結局パーティー内で全く功績を残せず、おめおめと帰った。

ルルに無理かもと話した。

「無理ならやめてもかまいません。」

あんなに応援をしてくれた姉の予想外な言葉に驚いた矢先。

「ですが、そんなことであきらめるのですか?」

「そんなリリは知りませんね。血がにじむような努力で魔術を習得した、あの時のリリはどこへ行ったのですか?」

「もう少しだけ。もう少しだけ頑張ってみませんか?リリ?」

壊れかけの私をつきっきりでサポートしてくれて。

魔術能力が開花した時も自分事のように喜んでくれて。

あなたは能力を使いこなせるようになると、一生懸命教えてくれて。

でも、くじけそうな時にはいつもおなじようなことを言って、私を奮い立たせようとして。

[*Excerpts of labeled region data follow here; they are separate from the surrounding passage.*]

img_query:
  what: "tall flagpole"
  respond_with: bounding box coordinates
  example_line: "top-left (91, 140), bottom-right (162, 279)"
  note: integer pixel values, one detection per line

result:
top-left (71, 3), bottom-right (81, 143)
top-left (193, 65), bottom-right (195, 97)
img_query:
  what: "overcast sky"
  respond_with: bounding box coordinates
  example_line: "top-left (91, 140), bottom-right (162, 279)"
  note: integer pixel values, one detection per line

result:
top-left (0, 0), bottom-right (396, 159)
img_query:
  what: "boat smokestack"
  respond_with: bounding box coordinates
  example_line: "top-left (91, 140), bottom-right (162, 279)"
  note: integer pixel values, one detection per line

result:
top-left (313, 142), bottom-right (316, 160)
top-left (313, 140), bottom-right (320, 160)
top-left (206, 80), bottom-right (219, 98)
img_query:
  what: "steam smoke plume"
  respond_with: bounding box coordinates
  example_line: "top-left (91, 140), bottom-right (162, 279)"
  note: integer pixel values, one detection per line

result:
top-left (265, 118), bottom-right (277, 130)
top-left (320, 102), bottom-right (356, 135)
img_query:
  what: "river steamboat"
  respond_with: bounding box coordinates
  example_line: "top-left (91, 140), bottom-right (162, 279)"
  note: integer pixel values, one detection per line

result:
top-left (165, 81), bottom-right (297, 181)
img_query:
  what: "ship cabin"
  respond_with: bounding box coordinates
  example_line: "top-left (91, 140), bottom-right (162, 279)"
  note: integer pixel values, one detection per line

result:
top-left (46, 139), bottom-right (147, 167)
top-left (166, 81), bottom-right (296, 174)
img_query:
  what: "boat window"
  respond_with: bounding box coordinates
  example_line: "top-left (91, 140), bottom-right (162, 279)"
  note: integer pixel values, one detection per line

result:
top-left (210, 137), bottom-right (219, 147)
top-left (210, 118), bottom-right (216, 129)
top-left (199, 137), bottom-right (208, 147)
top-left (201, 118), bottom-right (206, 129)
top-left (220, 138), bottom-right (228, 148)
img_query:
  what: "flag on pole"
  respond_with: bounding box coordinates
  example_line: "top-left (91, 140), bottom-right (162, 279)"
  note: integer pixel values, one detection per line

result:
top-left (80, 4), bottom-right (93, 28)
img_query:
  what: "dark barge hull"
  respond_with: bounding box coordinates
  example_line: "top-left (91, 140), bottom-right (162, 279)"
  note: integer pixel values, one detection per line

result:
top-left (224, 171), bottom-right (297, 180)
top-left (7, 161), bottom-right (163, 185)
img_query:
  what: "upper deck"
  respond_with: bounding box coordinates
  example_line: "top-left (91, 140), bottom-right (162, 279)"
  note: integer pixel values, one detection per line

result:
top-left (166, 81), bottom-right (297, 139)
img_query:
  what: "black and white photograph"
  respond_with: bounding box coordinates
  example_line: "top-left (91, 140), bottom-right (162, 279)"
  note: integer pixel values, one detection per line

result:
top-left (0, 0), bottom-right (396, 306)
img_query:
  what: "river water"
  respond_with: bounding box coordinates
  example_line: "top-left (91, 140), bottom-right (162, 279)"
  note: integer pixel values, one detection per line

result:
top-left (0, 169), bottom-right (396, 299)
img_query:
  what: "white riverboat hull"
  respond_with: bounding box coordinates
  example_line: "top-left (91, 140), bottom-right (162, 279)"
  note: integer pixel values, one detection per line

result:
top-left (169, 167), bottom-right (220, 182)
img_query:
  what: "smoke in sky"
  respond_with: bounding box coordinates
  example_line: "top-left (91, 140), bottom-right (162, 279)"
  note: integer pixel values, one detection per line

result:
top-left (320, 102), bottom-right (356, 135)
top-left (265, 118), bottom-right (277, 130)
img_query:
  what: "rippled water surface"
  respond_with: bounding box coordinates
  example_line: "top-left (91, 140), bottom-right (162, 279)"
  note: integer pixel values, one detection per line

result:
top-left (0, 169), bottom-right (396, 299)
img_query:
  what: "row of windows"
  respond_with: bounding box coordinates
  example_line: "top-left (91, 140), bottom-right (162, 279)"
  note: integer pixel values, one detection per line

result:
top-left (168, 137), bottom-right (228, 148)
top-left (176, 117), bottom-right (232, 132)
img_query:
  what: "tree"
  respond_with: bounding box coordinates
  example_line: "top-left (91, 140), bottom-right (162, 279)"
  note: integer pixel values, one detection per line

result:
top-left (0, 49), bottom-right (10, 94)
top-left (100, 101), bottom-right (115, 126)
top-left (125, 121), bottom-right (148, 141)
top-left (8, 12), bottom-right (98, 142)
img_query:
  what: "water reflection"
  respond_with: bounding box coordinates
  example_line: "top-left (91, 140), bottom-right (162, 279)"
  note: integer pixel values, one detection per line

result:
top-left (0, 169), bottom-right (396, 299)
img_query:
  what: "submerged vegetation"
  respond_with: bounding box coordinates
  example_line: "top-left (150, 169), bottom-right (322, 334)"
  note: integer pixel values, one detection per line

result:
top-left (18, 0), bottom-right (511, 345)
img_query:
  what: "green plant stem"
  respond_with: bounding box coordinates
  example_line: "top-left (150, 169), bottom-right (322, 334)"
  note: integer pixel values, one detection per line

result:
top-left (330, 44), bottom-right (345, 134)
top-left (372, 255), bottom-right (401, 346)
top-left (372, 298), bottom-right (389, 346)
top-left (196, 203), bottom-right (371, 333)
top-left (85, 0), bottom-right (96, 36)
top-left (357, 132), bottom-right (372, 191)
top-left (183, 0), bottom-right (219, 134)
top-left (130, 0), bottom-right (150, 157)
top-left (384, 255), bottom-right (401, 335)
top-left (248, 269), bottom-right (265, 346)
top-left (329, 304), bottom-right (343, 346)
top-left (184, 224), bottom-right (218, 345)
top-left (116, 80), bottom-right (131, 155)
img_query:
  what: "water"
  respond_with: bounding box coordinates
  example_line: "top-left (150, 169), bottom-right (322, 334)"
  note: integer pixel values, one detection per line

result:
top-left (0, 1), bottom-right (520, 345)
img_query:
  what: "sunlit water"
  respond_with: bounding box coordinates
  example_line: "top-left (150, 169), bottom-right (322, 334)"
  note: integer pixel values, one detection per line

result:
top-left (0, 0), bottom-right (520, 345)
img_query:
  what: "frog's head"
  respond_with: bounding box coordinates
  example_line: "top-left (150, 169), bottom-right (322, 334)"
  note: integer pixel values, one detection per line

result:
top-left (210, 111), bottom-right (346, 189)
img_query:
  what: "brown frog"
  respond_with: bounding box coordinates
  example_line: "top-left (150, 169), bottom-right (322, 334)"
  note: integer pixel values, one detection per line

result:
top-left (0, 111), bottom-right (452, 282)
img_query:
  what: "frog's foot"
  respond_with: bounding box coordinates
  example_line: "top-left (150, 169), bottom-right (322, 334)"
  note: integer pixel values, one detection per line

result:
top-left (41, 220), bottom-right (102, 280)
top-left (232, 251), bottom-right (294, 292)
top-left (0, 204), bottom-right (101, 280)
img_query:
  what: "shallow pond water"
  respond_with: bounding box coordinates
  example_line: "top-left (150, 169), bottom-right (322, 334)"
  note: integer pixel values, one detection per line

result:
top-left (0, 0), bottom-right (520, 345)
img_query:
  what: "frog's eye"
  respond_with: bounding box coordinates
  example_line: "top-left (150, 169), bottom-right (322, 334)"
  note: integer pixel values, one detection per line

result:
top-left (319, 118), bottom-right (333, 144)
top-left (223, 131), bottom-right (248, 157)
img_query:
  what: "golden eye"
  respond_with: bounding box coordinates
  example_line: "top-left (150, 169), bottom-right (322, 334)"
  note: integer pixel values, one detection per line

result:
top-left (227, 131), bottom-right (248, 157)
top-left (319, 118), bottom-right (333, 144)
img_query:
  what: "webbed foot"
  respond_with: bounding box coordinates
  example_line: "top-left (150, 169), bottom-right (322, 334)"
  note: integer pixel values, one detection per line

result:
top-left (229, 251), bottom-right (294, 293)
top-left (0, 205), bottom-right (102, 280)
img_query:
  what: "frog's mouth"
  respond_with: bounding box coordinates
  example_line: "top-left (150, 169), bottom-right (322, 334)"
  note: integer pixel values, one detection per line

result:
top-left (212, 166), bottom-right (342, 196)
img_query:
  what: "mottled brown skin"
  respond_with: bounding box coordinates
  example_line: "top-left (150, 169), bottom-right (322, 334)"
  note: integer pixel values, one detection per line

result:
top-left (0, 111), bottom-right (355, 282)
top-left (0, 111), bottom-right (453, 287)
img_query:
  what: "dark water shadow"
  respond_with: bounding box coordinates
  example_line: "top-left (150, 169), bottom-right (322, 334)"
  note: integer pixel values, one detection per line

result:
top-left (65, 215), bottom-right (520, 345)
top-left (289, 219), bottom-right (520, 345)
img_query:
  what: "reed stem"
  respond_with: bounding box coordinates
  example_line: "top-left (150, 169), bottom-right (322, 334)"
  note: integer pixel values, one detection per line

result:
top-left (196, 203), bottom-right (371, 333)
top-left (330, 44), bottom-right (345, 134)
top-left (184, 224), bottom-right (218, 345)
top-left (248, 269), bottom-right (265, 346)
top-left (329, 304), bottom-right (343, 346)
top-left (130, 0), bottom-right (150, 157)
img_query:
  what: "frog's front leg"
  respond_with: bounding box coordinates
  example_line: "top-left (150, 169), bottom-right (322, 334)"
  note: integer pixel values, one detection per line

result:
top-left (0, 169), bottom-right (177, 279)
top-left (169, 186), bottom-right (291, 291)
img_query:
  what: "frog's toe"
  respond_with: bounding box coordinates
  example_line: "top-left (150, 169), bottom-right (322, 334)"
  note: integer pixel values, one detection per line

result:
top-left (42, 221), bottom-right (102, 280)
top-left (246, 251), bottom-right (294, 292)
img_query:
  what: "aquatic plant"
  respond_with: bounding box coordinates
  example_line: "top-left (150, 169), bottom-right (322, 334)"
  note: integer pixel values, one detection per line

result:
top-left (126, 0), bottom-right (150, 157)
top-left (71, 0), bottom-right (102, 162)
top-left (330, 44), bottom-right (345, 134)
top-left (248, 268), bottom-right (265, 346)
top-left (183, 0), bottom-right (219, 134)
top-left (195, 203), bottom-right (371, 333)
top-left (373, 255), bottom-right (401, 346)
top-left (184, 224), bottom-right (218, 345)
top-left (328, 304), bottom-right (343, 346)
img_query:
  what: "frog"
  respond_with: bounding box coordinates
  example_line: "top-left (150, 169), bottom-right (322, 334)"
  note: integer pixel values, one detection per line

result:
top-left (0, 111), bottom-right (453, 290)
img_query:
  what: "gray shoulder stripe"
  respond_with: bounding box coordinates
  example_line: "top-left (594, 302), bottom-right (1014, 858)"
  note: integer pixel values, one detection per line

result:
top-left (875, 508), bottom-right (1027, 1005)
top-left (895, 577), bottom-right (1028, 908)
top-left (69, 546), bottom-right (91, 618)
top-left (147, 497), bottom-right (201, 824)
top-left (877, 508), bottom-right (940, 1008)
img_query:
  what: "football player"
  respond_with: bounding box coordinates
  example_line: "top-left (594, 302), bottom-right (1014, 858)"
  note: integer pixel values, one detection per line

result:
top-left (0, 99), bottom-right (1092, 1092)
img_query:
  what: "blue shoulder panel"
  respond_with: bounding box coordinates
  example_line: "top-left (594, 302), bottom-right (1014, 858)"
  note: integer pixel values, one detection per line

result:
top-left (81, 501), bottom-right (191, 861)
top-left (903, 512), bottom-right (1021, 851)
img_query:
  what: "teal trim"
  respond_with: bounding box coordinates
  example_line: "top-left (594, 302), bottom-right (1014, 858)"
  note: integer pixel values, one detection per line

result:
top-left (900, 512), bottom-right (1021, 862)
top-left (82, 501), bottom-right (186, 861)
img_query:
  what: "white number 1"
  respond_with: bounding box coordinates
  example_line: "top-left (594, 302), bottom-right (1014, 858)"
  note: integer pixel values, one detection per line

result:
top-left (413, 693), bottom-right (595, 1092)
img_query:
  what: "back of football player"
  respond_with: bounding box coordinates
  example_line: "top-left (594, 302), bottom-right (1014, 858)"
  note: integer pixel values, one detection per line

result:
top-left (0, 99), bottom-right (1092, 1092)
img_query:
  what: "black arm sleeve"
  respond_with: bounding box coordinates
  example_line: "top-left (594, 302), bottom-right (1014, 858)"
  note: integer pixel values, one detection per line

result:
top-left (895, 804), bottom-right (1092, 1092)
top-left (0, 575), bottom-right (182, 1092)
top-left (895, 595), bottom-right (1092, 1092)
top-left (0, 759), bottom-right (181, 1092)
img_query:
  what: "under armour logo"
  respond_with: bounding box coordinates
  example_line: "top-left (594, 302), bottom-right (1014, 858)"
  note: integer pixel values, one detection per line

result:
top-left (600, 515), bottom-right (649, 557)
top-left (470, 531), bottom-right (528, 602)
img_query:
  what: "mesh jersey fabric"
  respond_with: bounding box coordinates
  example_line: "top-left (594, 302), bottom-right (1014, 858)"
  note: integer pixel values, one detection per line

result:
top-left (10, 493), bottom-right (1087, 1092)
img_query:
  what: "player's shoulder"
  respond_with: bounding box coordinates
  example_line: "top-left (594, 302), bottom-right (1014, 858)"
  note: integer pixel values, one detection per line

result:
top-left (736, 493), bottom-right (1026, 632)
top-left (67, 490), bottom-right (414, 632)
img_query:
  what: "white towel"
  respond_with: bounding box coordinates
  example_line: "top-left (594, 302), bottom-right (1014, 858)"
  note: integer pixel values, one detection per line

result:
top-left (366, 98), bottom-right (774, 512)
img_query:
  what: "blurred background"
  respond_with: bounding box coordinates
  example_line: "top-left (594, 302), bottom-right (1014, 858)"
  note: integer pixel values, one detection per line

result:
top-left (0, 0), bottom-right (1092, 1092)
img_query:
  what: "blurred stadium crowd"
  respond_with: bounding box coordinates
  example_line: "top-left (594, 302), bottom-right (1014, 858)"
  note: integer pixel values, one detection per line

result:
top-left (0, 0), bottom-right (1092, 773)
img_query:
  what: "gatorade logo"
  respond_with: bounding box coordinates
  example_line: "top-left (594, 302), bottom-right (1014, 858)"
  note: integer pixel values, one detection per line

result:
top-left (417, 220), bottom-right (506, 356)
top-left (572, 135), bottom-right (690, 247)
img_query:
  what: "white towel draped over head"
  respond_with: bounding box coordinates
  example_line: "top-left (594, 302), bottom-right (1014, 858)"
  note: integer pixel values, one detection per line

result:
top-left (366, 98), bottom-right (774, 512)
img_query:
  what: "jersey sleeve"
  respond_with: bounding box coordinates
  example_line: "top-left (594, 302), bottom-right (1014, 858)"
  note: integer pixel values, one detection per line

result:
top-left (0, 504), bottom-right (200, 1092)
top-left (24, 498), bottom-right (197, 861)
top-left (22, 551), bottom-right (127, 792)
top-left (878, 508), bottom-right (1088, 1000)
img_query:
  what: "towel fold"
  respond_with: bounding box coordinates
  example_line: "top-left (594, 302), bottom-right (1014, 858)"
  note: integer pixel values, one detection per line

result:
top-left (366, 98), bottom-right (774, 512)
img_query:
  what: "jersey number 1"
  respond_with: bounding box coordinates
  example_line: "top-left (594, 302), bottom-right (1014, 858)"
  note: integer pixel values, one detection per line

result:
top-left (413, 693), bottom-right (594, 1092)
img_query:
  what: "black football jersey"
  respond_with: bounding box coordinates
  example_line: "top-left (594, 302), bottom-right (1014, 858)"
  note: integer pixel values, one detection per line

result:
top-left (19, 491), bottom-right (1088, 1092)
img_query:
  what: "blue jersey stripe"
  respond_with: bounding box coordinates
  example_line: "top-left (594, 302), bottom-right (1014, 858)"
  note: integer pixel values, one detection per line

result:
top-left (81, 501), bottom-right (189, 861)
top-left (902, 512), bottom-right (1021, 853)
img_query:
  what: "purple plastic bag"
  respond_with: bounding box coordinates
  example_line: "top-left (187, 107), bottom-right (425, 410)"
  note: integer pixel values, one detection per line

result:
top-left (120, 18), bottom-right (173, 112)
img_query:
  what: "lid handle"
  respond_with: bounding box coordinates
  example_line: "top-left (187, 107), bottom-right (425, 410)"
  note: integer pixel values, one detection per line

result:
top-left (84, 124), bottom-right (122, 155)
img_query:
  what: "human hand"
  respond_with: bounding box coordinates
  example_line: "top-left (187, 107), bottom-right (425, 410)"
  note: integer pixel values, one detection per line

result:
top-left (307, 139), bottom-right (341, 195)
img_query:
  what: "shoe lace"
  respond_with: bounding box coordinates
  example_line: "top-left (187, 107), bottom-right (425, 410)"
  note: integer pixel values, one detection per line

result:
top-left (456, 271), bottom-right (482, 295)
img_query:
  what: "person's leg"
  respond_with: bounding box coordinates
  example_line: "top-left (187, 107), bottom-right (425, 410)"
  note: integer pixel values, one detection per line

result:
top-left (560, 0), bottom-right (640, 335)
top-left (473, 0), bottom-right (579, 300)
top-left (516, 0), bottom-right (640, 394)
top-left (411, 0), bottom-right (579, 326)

もうちょっとだけ頑張ってみた。お姉様の期待に応えるために。

しかし、ダンジョンに入っても変わらなかった。ちっとも動けないし、進歩が見られない。

私本当にダメかも。

そう思った時。

仲間の一人が死と直面していた。

他のパーティの仲間は戦闘で助けに行けそうにない。

仲間は私がオドオドしている間にも殺されてしまいそう。

ふと目が合う。

助けて。死にたくない。

そんな意思を感じ取った時。

「やああああああああああああ!!!!!!」

モンスターを灰にしていた。

ルルに教わった、まだまだ未熟な炎の魔術で。

ようやく一歩を踏み出せた。

「結構端折っちゃうけど、そうして現在に至るってわけよ。」

「守るべきものがあったのよ。昔も今も。」

「そのためなら私は戦い続けられる。」

「そしてあの平和な日常を取り戻したいの。」

「あなたもそうでしょ?」

「...今日は遅いし、明日に備えて休みましょうか。」

寝床につき、リリの話を反芻する。

守るべきもの、か。

ここにきて、それはたくさんできた。

それのために俺はこの冒険に出ることを決めた。

そんなことくらい、わかりきってた。はずなのに。

俺はまだまだちっぽけなんだな。